Para alcançar isso, a meta é integrar o setor ao que há de melhor em práticas nacionais e internacionais, cumprindo as metas do Marco Legal do Saneamento. Na pauta estratégica, estão:
- Converter os diagnósticos da CPI em políticas concretas;
- Buscar financiamentos e modelos de investimento sustentáveis;
- Aprimorar a governança e a regulação;
- Promover o debate técnico e social com a comunidade.
Além disso, a Frente quer acompanhar de perto as reuniões do Conselho Municipal de Saneamento, apoiar o Programa de Educação em Saneamento e impulsionar o projeto “Caixa Solidária” do Samae, que visa fornecer caixas d’água para famílias de baixa renda.

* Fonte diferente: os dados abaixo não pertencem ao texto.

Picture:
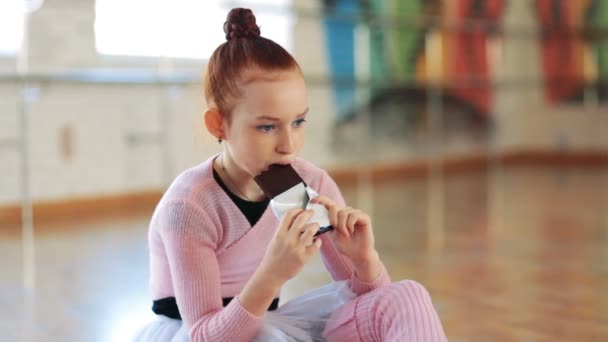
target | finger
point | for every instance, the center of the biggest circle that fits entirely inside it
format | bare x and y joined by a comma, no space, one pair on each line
308,233
289,218
298,223
342,217
352,219
316,245
326,201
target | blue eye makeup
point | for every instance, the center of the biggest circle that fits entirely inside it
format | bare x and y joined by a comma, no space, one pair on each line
299,122
265,128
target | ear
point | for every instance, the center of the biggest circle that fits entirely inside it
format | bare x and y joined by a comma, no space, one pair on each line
215,123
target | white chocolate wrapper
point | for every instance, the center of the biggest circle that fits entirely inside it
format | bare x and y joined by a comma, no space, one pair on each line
299,196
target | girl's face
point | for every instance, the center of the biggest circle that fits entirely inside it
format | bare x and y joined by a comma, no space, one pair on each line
267,124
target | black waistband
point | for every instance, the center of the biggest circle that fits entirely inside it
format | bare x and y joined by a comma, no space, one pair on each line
168,306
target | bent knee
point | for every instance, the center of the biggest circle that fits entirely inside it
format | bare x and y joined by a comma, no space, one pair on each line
409,291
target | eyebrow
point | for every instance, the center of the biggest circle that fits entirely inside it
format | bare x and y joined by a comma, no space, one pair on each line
272,118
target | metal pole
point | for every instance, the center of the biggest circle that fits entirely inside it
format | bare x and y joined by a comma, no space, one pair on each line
27,217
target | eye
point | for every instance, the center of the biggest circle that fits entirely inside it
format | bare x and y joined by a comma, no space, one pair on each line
265,128
299,122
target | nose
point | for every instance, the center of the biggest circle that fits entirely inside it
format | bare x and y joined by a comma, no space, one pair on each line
286,143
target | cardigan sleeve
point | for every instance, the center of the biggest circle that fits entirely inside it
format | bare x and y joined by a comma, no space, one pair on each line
190,240
339,266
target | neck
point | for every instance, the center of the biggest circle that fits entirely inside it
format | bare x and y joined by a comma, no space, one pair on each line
237,180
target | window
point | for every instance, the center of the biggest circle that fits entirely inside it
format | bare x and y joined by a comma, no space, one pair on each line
11,26
179,28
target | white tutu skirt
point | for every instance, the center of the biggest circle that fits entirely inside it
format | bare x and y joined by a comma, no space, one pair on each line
302,319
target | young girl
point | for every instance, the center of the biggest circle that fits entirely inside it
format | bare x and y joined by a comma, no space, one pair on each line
218,254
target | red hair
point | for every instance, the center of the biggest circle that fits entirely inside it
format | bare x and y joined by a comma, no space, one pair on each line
245,50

O embate com a BRK e os 40 km de tubulações
Um dos pontos da reunião foi a atualização sobre a Revisão Tarifária Extraordinária (RTE) e a relação com a BRK Ambiental. A Agência Intermunicipal de Regulação de Serviços Públicos (Agir) mudou o tom e passou a convidar a Frente para discutir a revisão, algo que foi destacado positivamente pelos parlamentares.
O vereador Bruno Win reforçou a postura do Samae em cobrar da BRK o ressarcimento pelo estudo de engenharia que apontou cerca de R$ 27 milhões em ganhos indevidos (no CAPEX) e R$ 50 milhões em manutenções não executadas.

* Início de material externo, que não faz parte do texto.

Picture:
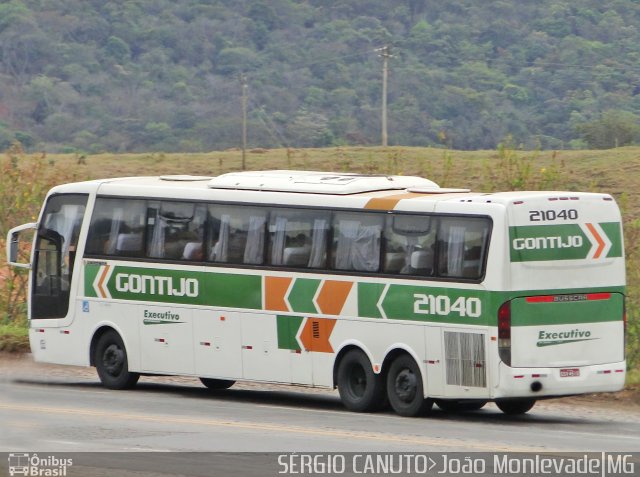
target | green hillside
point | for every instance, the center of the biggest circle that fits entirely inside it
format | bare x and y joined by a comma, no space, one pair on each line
133,75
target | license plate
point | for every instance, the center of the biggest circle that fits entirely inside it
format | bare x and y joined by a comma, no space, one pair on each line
569,372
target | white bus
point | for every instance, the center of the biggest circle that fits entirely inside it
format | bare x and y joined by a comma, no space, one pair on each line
390,288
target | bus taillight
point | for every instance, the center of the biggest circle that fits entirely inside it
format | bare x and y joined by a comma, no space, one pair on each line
504,332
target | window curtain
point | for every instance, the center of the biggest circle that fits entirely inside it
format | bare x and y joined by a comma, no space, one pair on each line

A empresa, por sua vez, alega que não participou da licitação que contratou a empresa autora do estudo e, por isso, recusa o pagamento. O Samae mantém a intenção de cobrar, via contrato ou judicialmente, embora a BRK tenha demonstrado abertura para discutir os valores apontados.
Outro problema técnico em pauta são os 40 km de tubulações já instaladas, mas que não foram ligadas ao sistema, gerando custos e transtornos. Foi definida a criação de um grupo de trabalho (Samae, BRK e Agir) para criar um cronograma de obras focado em conectar esses pontos da forma mais rápida e barata possível. A Frente pretende solicitar um resumo das decisões desse grupo ou convidar um engenheiro participante para detalhar os próximos passos.
O futuro e os próximos passos
A Frente Parlamentar já tem um cronograma de ações para os próximos encontros:
- Regulação: Convidar um conselheiro da Agir para discutir propostas de aprimoramento da agência.
- Drenagem e Planejamento: Chamar técnicos da Prefeitura para explicar o projeto de parques alagáveis.
- ETA 5: Solicitar informações sobre as obras da Estação de Tratamento de Água ETA 5, que sofrem com a ocupação da empresa Blumob em área pública que precisa ser liberada.
- Regulação Nacional: Convidar representantes da Agência Nacional de Águas (ANA) para discutir o setor. O vereador Flavinho se colocou à disposição para levar o convite pessoalmente.
Por fim, o debate trouxe à mesa o planejamento de longo prazo: a “Blumenau do futuro”. Bruno Win ressaltou a necessidade de avaliar alternativas estruturais, incluindo a possibilidade de privatização do serviço de saneamento. A Frente deverá solicitar formalmente à Prefeitura informações sobre quaisquer estudos ou estratégias já existentes sobre esse tema.